CHAPTER XI——OF PROGNOSTICATIONS


For what concerns oracles, it is certain that a good while before the coming of Jesus Christ they had begun to lose their credit; for we see that Cicero troubled to find out the cause of their decay, and he has these words:

"Cur isto modo jam oracula Delphis non eduntur,

non modo nostro aetate, sed jam diu; ut nihil

possit esse contemptius?"

["What is the reason that the oracles at Delphi are no longer

uttered: not merely in this age of ours, but for a long time past,

insomuch that nothing is more in contempt?"

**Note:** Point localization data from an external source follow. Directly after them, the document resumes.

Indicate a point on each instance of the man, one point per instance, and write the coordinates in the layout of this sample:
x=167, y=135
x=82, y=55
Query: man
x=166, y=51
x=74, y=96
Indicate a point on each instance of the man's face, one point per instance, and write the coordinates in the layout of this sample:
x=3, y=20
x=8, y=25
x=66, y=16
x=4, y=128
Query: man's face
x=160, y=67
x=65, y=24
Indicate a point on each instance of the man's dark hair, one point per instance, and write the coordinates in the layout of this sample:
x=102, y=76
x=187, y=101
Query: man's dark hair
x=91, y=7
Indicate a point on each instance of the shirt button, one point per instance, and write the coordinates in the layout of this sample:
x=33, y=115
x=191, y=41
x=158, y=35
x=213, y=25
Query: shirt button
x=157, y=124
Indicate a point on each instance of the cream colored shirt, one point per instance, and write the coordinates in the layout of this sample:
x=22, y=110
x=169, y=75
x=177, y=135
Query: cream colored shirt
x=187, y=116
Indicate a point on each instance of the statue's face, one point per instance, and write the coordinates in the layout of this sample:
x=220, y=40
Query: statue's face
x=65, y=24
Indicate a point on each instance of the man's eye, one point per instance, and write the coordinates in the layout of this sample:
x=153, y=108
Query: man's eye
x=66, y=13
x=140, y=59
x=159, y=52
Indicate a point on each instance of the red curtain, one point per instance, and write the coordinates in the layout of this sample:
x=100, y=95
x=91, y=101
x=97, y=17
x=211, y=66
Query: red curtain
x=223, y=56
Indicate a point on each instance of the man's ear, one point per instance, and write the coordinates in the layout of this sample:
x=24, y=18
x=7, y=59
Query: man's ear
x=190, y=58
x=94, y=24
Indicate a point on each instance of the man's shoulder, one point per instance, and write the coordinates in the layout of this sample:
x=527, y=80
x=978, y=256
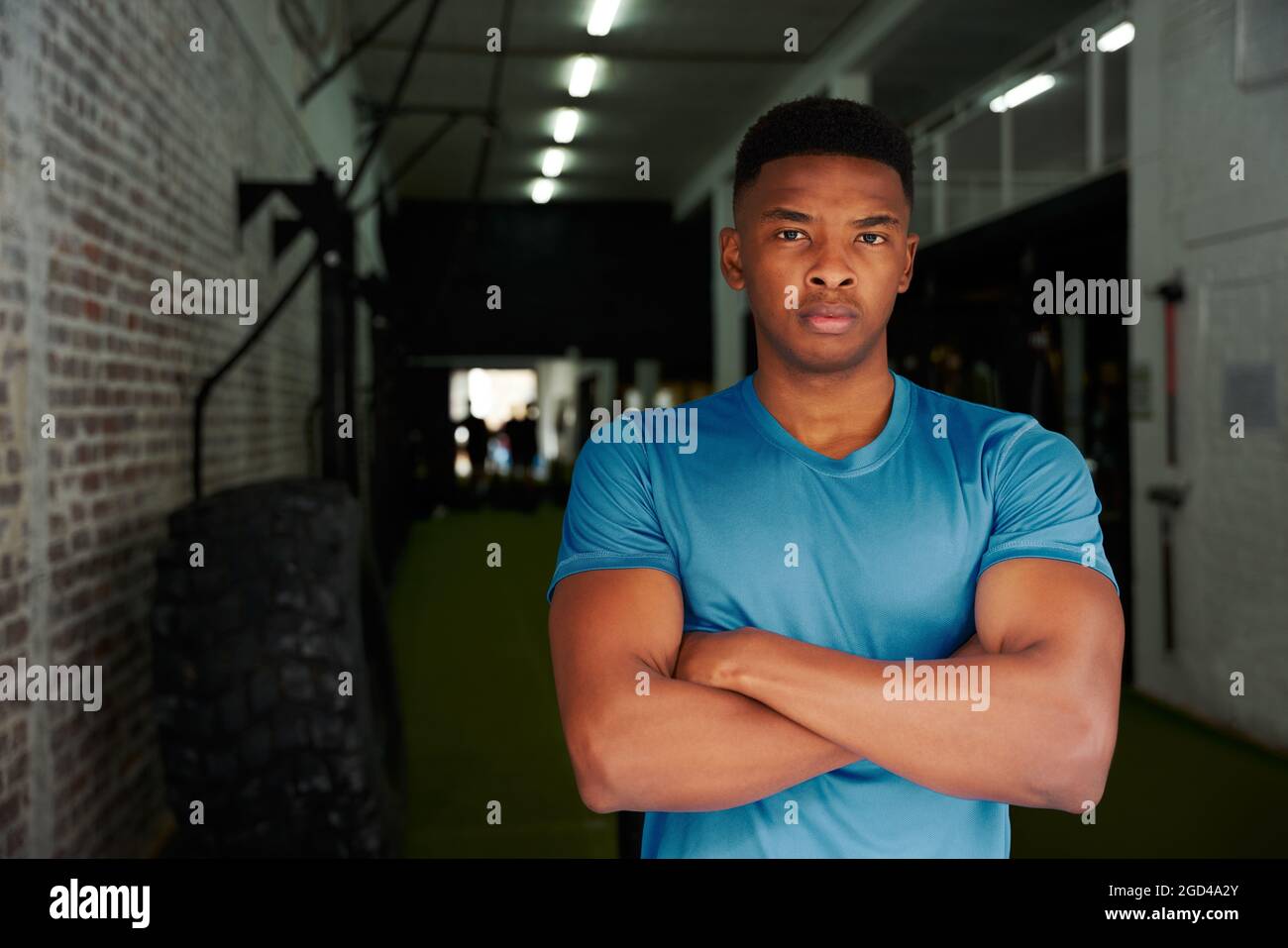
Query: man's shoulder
x=997, y=436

—Cicero, De Divin., ii. 57.]

But as to the other prognostics, calculated from the anatomy of beasts at sacrifices (to which purpose Plato does, in part, attribute the natural constitution of the intestines of the beasts themselves), the scraping of poultry, the flight of birds—

"Aves quasdam . . . rerum augurandarum

causa natas esse putamus."

["We think some sorts of birds are purposely created to serve

the purposes of augury."—Cicero, De Natura Deor., ii. 64.]

claps of thunder, the overflowing of rivers—

"Multa cernunt Aruspices, multa Augures provident,

multa oraculis declarantur, multa vaticinationibus,

multa somniis, multa portentis."

["The Aruspices discern many things, the Augurs foresee many things,

many things are announced by oracles, many by vaticinations, many by

dreams, many by portents."—Cicero, De Natura Deor., ii. 65.]

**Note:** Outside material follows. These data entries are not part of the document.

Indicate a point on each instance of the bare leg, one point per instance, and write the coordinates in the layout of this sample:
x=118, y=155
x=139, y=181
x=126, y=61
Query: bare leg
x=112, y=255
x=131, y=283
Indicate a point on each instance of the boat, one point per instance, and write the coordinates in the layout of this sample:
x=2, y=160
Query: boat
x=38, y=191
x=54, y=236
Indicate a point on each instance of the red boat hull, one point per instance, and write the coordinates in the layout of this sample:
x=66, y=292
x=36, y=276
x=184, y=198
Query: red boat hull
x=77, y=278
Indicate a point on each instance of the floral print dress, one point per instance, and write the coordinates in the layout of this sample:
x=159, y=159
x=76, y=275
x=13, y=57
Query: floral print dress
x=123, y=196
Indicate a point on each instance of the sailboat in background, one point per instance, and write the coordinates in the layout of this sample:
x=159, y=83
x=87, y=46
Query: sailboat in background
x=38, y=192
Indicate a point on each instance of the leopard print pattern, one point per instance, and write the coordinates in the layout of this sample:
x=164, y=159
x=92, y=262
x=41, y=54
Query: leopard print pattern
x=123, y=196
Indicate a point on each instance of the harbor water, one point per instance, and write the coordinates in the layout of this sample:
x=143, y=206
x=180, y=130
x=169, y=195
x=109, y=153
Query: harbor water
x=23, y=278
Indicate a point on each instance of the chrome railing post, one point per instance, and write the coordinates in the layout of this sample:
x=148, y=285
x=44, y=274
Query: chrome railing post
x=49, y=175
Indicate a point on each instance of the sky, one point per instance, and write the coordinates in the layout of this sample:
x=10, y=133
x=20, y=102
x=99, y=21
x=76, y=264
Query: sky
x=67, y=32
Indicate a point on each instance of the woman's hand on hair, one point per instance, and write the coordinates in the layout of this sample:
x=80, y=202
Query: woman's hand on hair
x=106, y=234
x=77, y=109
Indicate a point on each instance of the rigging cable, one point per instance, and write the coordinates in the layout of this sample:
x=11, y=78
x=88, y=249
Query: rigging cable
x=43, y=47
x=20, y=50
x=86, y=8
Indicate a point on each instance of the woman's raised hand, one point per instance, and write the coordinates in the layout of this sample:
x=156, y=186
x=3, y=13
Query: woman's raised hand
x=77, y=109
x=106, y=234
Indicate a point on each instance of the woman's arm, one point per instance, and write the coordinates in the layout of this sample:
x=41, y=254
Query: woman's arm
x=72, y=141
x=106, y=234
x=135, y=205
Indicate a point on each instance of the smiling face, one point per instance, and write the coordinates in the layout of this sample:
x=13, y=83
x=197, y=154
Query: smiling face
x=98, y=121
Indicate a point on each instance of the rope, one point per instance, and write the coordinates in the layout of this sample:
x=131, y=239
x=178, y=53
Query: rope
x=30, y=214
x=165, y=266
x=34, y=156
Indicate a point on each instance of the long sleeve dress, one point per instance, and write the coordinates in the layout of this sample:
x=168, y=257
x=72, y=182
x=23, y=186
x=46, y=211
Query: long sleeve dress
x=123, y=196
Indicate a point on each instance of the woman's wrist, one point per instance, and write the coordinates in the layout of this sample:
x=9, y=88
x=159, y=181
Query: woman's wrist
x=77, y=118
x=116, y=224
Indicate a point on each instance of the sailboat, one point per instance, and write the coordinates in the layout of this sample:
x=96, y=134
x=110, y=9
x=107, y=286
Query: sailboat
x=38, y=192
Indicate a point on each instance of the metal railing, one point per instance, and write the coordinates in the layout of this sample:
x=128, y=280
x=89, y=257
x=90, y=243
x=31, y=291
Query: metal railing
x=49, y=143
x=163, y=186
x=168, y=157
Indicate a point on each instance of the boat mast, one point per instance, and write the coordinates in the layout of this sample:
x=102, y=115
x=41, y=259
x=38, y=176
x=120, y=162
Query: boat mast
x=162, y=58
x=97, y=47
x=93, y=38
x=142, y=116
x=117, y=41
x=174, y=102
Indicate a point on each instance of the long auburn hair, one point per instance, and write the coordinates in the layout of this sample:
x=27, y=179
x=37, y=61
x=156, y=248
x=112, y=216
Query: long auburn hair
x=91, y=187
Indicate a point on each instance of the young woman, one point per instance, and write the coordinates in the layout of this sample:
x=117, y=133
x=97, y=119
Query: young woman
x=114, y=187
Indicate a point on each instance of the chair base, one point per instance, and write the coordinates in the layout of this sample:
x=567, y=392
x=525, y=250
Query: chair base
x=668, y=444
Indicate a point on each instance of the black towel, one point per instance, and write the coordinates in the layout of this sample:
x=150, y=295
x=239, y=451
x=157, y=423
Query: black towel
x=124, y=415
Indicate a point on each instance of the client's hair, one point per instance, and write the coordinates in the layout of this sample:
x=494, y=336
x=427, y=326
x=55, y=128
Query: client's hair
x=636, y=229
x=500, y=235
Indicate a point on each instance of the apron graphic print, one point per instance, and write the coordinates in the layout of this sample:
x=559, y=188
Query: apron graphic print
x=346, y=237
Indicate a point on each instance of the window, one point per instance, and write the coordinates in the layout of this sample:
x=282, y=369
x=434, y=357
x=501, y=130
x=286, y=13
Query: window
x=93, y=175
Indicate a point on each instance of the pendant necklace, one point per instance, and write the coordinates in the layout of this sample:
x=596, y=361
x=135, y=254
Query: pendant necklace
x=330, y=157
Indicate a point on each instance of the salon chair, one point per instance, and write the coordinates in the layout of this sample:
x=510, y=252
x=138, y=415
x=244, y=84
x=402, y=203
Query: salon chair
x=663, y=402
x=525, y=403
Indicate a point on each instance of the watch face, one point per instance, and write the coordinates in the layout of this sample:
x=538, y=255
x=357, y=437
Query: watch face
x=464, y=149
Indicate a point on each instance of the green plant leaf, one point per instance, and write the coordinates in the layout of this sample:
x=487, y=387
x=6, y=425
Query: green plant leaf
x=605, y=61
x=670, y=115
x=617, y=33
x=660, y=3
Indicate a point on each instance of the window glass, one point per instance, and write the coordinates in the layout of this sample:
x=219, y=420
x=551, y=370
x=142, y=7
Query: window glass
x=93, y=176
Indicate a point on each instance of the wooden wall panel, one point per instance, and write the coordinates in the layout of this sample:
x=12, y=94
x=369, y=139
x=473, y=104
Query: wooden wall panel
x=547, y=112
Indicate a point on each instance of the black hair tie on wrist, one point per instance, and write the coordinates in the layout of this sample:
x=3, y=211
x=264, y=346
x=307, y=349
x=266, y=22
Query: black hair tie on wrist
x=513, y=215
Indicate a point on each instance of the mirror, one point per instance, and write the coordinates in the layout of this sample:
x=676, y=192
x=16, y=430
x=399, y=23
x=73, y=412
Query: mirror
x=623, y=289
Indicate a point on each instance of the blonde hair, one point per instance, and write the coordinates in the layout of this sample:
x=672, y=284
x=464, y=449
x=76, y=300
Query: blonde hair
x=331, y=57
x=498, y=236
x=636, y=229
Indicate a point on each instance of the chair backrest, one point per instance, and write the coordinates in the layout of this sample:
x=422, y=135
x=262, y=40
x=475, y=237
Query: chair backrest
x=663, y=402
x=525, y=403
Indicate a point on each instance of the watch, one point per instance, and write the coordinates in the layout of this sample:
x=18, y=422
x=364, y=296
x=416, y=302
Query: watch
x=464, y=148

—and others of the like nature, upon which antiquity founded most of their public and private enterprises, our religion has totally abolished them. And although there yet remain amongst us some practices of divination from the stars, from spirits, from the shapes and complexions of men, from dreams and the like (a notable example of the wild curiosity of our nature to grasp at and anticipate future things, as if we had not enough to do to digest the present)—

"Cur hanc tibi, rector Olympi,

Sollicitis visum mortalibus addere curam,

Noscant venturas ut dira per omina clades?...

Sit subitum, quodcumque paras; sit coeca futuri

Mens hominum fati, liceat sperare timenti."

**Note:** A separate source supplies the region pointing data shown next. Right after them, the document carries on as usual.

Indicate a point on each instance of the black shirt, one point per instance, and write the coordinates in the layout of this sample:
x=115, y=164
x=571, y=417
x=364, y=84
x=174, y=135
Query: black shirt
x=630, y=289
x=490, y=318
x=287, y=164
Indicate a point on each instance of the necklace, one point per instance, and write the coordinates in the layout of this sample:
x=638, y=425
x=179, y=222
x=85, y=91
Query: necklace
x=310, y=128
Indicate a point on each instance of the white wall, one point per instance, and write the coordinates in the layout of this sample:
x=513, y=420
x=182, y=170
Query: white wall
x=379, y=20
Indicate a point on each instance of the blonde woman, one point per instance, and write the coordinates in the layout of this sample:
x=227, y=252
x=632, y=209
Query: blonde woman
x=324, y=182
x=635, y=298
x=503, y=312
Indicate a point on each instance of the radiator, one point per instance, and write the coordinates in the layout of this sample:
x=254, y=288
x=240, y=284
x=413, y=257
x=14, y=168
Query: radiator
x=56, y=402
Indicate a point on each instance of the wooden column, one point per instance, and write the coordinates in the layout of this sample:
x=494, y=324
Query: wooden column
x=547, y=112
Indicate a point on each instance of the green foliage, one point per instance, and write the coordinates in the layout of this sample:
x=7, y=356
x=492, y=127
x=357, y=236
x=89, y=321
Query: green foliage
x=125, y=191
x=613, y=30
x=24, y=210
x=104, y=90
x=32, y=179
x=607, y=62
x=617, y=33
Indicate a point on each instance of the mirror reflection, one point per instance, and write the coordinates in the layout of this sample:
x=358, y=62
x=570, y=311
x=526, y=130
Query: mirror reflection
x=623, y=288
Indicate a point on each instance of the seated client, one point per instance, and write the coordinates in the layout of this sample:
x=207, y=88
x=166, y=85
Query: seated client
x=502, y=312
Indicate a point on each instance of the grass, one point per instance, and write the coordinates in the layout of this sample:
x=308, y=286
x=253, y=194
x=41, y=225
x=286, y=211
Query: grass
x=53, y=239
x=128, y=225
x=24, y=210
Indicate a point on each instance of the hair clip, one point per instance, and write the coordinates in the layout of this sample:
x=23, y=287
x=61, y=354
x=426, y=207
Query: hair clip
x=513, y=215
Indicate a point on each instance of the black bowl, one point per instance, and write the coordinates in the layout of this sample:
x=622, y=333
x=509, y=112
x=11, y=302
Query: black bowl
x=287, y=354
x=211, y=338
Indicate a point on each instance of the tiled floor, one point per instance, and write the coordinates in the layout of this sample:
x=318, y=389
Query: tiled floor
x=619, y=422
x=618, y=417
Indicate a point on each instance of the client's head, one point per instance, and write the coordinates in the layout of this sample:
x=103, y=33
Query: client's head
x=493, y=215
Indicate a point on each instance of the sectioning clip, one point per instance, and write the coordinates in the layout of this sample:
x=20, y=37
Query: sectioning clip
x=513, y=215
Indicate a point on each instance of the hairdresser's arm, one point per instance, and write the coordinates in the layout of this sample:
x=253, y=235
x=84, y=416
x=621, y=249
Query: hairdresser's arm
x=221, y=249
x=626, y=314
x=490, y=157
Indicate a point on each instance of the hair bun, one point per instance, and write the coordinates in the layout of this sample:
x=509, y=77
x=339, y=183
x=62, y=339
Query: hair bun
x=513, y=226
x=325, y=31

["Why, ruler of Olympus, hast thou to anxious mortals thought fit to

add this care, that they should know by, omens future slaughter?...

Let whatever thou art preparing be sudden. Let the mind of men be

blind to fate in store; let it be permitted to the timid to hope."

—Lucan, ii. 14]

"Ne utile quidem est scire quid futurum sit;

miserum est enim, nihil proficientem angi,"

["It is useless to know what shall come to pass; it is a miserable

thing to be tormented to no purpose."